Ten percent of the money collected through Chick-fil-A’s drive-through window during those two hours went to Diamond’s charity of choice, the Delaney Park Little League. Diamond is a bona fide baseball aficionado, having visited 20 of Major League Baseball’s 30 ballparks nationwide.

Which reminds us: On July 20, Orange County Mayor Teresa Jacobs killed plans to build a $47 million, 5,000-seat baseball stadium near the Orange County Convention Center, asserting that “such a competitive advantage over the I-Drive corridor’s existing businesses does not comport with my sense of fair play.” Don’t cry, baseball fans – the team that would have played there is only a Class A subsidiary of the New York Yankees, currently based in Tampa. In the minor league baseball hierarchy, Class A teams are three rungs below the major leagues, so at the rate that deep-pocketed baseball jock (and former Congressional candidate) Armando Gutierrez Jr. would have brought major league baseball to Orlando through his Bases Loaded venture, we would have our first professional team in 2026 – that is, after building three more stadiums. Don’t give up yet, Armando! We know a powerful guy named Buddy Dyer that isn’t such a tightwad, likes sports and absolutely looooooves construction.

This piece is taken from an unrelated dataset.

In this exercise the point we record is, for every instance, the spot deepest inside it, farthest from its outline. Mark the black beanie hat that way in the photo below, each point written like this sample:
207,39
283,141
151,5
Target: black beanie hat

Still hungry? The battle between Orlando Food Not Bombs and the city, once a frequent theme of the pages of both Orlando Weekly and the Orlando Sentinel, has settled into a mellow stalemate. The group, having nearly run out of volunteers willing to get arrested for sharing food with the homeless at Lake Eola Park, decided in early July to take Mayor Buddy Dyer up on his offer to hold its food sharings in front of City Hall. The group regards the setup as temporary, given that the City Hall courtyard does not feature bathrooms or running water. But for now, the battlefield is quiet – a good thing for weary reporters hoping to move on to fresher subjects.

Yet there’s at least one media outlet that seems unable to tear itself from the fiasco, reality be damned. On July 28, WFTV Channel 9 reported that “in the last month … there have been at least 10 break-ins in the Thornton Park neighborhood.” That may indeed be true, but what caught our eye was that a full 22 days after the last food sharing at Lake Eola Park, the report was also built on this shaky bridge: “Residents said they believe the homeless meals at Lake Eola are to blame.”

Really? “Nervous” resident Maureen Cavanaugh Berry reported witnessing a break-in on July 26, but the Channel 9 story conveniently omitted that she didn’t believe that the homeless or the food sharings were to blame. “I know that Channel 9 wanted to slant its story to make it sound like it’s a homeless problem,” Berry told Happytown™. “[But] what I saw was a much more sophisticated level of theft. There was a car that came with him. When I think of homeless people, they’re pushing carts.

The other person quoted in the story, real-estate agent Pat Skiffington, found a squatter inside one of his properties early last month. He blames the food sharings – “[The homeless are] still congregating at Lake Eola, whether they’re feeding there or not,” he says – but also reports that the homeless only started appearing “en masse” and making trouble in Thornton Park around September of last year. Why so late, if the Orlando Food Not Bombs had been feeding the homeless downtown since 2006? Skiffington didn’t have an answer, but we have a suggestion: Florida’s employment rate was 11.7 percent that month – the highest since 1975. It was also the first month in which banks foreclosed on more than 100,000 properties nationwide. If we’re going to make sweeping theories dealing with cause and effect, let’s at least try to make some sense. Nah, let’s just start a class war instead.